Попытки обосновать центральную роль культуры были направлены против официальной марксистской теории и советской идеологии, согласно которым развитие производства и классовая борьба играли главную роль в истории. При этом речь нередко шла не столько об объективной значимости этих факторов (хотя и о ней тоже), сколько о типе человеческой личности, об общественной значимости которого – и о своей приверженности которому – исследователь заявлял, выбирая тот или иной предмет изучения. Формальные области исследований могут быть и были тогда своего рода символическим языком, на котором велось обсуждение этих вопросов – не в последнюю очередь потому, что поставить их напрямик в подцензурной печати (в том числе научной) не было возможности. Той ценностью, которую исследователи культуры утверждали своей работой в позднесоветский период, была концепция человека как субъекта культуры, а не как члена сражающегося коллектива, участника классовой борьбы или – в лучшем случае – аполитичного технократа на службе режиму6.
Научная и гражданская биография Юрия Львовича Бессмертного точно отразила ту эволюцию наиболее творческой части советской интеллигенции, которая привела ее к утверждению культуры как высшей ценности. Успех этой теории стал одним из важнейших факторов идеологической коррозии коммунистического режима и интеллектуальной подготовки демократических преобразований российского общества – равно как и других восточноевропейских стран, в которых научные поиски в гуманитарном знании во многом развивались в аналогичном направлении.

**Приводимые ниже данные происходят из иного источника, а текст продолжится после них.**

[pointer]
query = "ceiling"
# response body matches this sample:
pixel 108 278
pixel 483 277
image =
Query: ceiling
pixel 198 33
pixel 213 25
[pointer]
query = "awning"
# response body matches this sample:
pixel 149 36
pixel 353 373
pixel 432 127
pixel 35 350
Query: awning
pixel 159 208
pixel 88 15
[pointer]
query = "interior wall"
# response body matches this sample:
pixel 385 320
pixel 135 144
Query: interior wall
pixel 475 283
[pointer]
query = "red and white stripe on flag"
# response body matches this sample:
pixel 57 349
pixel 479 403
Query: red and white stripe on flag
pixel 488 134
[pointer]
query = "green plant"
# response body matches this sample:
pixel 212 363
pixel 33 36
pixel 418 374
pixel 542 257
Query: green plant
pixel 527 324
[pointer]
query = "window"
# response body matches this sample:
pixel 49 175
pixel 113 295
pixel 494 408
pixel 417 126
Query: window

Ю. Л. Бессмертный родился в Москве в 1923 году. Его семья, как и многие другие, пострадала от сталинских репрессий – отец был арестован и умер в лагере. Юрий Львович, однако, смог в 1945 году поступить в Московский университет на исторический факультет (до этого он недолго проучился в Энергетическом институте, а затем в военном училище – шла война, – но быстро понял, что точные науки, по которым он хорошо успевал, его совершенно не интересовали). В университете он специализировался по кафедре истории Средних веков, и эта область исследований, которую он страстно полюбил, стала его профессией. Здесь уместно сказать о той роли, которую медиевистика, особенно исследования западного Средневековья, играла в развитии историографии, причем не только в СССР, но и в мире.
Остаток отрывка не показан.